110 cancérologues lancent un appel pour réduire le coût des traitements

C’est ce qui s’appelle « s’attaquer à du gros », 110 cancérologues français ont décidé de s’attaquer à l’une des industries les plus puissantes du monde, l’industrie pharmaceutique. Ils ont lancé mardi 15 mars un appel contre le prix jugé exorbitant de certains médicaments de lutte contre le cancer.

Ces médecins dénoncent des traitements, et des médicaments d’une valeur allant parfois jusqu’à 100 000 euros par an, et par patient. Le pire, selon ces médecins, est que l’immense majorité du prix de vente ne serait en fait que du pur bénéfice pour les laboratoires.

Afin d’alerter, et de sensibiliser l’opinion publique le professeur d’hématologie Jean-Paul Vernant, n’hésite pas à préciser, que l’industrie des médicaments rapporterait encore plus de bénéfices que l’industrie du luxe. « Il n’y a pas d’industrie au monde qui génère plus de bénéfice que l’industrie pharmaceutique. En 2012, LVMH a fait 11,5 % de son chiffre d’affaires en bénéfice. Sanofi a fait 23 %… »

Comme d’habitude, pour justifier ses tarifs, et ses augmentations, les laboratoires invoquent des coûts importants de recherche et développement pour créer un nouveau médicament. Ils font remarquer que les prix sont à la hauteur de l’efficacité des traitements, et de l’amélioration des services rendus, un investissement pour de moindres dépenses, en quelque sorte.

Cependant, est-ce que cela justifie tout ? Notamment de tels excès. Le prix des antituberculeux apparus au milieu du XXe siècle n’a heureusement pas été défini en fonction des années de sanatorium, et des morts évités, fait remarquer le collectif de médecin.

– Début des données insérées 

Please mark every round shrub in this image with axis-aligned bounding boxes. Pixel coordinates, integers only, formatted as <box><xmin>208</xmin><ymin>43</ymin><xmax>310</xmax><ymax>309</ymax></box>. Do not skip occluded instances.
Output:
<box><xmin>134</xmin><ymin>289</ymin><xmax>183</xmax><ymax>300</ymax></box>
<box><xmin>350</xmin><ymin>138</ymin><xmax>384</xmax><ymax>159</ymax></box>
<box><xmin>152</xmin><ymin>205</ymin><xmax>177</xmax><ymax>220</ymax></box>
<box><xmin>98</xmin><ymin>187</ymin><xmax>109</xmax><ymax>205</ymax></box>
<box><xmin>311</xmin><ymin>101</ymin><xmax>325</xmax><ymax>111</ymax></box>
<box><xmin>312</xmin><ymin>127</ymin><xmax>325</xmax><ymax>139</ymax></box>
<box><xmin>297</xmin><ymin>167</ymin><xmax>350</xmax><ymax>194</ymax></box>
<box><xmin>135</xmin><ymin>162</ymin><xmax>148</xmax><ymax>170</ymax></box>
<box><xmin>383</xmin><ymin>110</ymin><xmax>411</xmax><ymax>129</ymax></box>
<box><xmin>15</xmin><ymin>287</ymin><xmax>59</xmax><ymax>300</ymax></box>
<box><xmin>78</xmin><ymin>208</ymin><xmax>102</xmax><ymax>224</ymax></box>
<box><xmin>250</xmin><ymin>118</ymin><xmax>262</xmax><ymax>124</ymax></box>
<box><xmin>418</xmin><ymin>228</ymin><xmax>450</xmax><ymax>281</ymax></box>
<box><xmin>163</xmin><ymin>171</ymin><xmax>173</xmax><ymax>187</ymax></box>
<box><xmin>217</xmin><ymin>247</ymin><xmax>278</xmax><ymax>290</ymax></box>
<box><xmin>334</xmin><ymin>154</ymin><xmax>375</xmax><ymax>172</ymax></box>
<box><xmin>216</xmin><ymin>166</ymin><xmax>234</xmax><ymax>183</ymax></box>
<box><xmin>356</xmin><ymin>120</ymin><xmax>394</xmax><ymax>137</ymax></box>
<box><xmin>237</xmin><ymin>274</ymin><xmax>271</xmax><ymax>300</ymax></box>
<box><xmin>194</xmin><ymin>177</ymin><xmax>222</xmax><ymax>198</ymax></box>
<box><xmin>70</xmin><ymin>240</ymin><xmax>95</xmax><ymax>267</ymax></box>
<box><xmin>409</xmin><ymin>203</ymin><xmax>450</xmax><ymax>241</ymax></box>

L’industrie pharmaceutique calcule le prix d’un médicament en fonction de l’investissement qu’elle avait consacré à la recherche et au développement (R&D). Aujourd’hui, en ciblant mieux les domaines de recherches, et en profitant d’autorisations de mise sur le marché (AMM) très rapides, le coût de leur R&D a diminué, donc la R&D ne suffit pas à justifier les prix très élevés de ces nouveaux traitements.

En fait, les prix des nouveaux traitements du cancer sont surtout déterminés par le pouvoir d’achat des marchés visés. Cela explique les écarts de prix très importants observés d’un pays à l’autre. Cette pratique qui vise à optimiser les gains, pèse sur l’équité d’accès des patients, aux traitements innovants des cancers, et bien sûr sur les comptes de notre système de santé solidaire.

Il devient urgent, que la cupidité de quelques-uns, laisse la place à la santé de l’ensemble.